Go ahead, seek adventure
Volvo's Jim Nichols, product technology communications manager, said the V90 buyer has a keen sense of adventure, prefers active hobbies, and while they focus on outdoor activities, they relish in the adventure prep as much as the experience itself. It's for those reasons that buyers would choose this car over the standard V90.
To that end, Volvo threw me the keys and let me loose on rugged trails in Arizona with two warnings: you'll have very limited cell phone reception and we'll have multiple sweeper cars with spare wheels and tires in case you get into trouble.
Within minutes of entering the rugged trail Volvo had chosen, it became clear that it would be easy to pop a tire if I failed to pay attention to my driving line or drove too quickly.
Naturally, I decided to seek my own adventure and headed off the pre-set route in search of photo opportunities. Within minutes, I feared I was about to get stuck, but the Volvo's all-wheel-drive system and 8.3-inches of ground clearance kept the car moving through fine, powdery sand and up a small hill. The 360-degree camera system was a blessing as it displayed what was in front of, next to, and behind the car as I slowly made my way through tight passages.
As the day wore on, I passed Jeep Wranglers with drivers giving me funny looks, as if to say, "Boy, that shiny Volvo doesn't belong here." But it did, as it was able to do every single thing I threw at it. From running water crossings to uphill ascents with little traction, the Volvo just kept going, and it probably could've done more. I was also certainly more comfortable in the Volvo's cossetting cabin while trouncing through the trails than those in the Wranglers.
Back on the highway, the V90 Cross Country's suspension and tires soaked up any road imperfections with ease. The extra ground clearance and those special tires may actually help the ride quality versus the already comfortable V90.
The steering is nicely weighted, though it doesn't provide a ton of feedback as to what's going on down on the road. That's the flipside to the added ride height and unique tire equation.
In terms of fuel economy, the on-board trip computer indicated 25.2 mpg in mixed driving and just a hair under 30 mpg on the highway.

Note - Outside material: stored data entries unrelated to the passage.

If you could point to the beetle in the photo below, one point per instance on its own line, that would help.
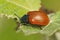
(39, 18)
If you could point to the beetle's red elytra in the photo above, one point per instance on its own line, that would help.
(38, 18)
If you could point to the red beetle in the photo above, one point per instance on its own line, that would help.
(38, 18)
(35, 18)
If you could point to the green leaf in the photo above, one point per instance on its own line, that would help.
(9, 8)
(7, 28)
(53, 5)
(29, 5)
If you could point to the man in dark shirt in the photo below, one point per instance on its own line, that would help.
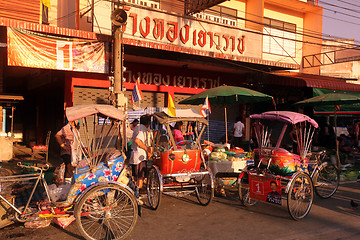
(273, 196)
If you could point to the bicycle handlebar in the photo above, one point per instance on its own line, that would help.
(46, 167)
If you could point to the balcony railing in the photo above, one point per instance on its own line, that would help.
(215, 18)
(145, 3)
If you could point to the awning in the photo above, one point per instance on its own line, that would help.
(6, 98)
(353, 109)
(294, 79)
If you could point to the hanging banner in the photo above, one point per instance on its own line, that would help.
(265, 189)
(30, 49)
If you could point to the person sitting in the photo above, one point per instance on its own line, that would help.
(345, 143)
(179, 138)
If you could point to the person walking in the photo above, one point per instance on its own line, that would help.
(70, 148)
(239, 130)
(141, 150)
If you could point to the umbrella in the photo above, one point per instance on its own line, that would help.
(227, 95)
(331, 99)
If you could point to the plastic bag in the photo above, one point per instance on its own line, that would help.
(59, 193)
(64, 221)
(59, 173)
(45, 222)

These findings align perfectly with the EPA ratings of 22 mpg city, 30 mpg highway, and 25 mpg combined.
Why you should want it
Volvo's realistic with its expectations for the V90 Cross Country. It plans to sell a couple thousand annually, and that includes the random non-Cross Country V90 wagon (which must be special ordered from the dealership only--none are being stocked on dealer lots).
But this is a fringe vehicle, as the V90 Cross Country has no direct competition. While the Audi A4 Allroad is similar, it's smaller and has less ground clearance at only 6.5 inches. Mercedes-Benz offers the E-Class wagon here in the U.S., but not an all-terrain model, and the Subaru Outback doesn't offer nearly the level of luxury or refinement one will find in the V90 Cross Country.
Volvo's built a luxury wagon Americans will accept. With a crossover SUV stance, more than enough space for all your gear, and capabilities beyond most of what your weekend excursions will demand, it's the perfect recipe for today's suburban adventurers.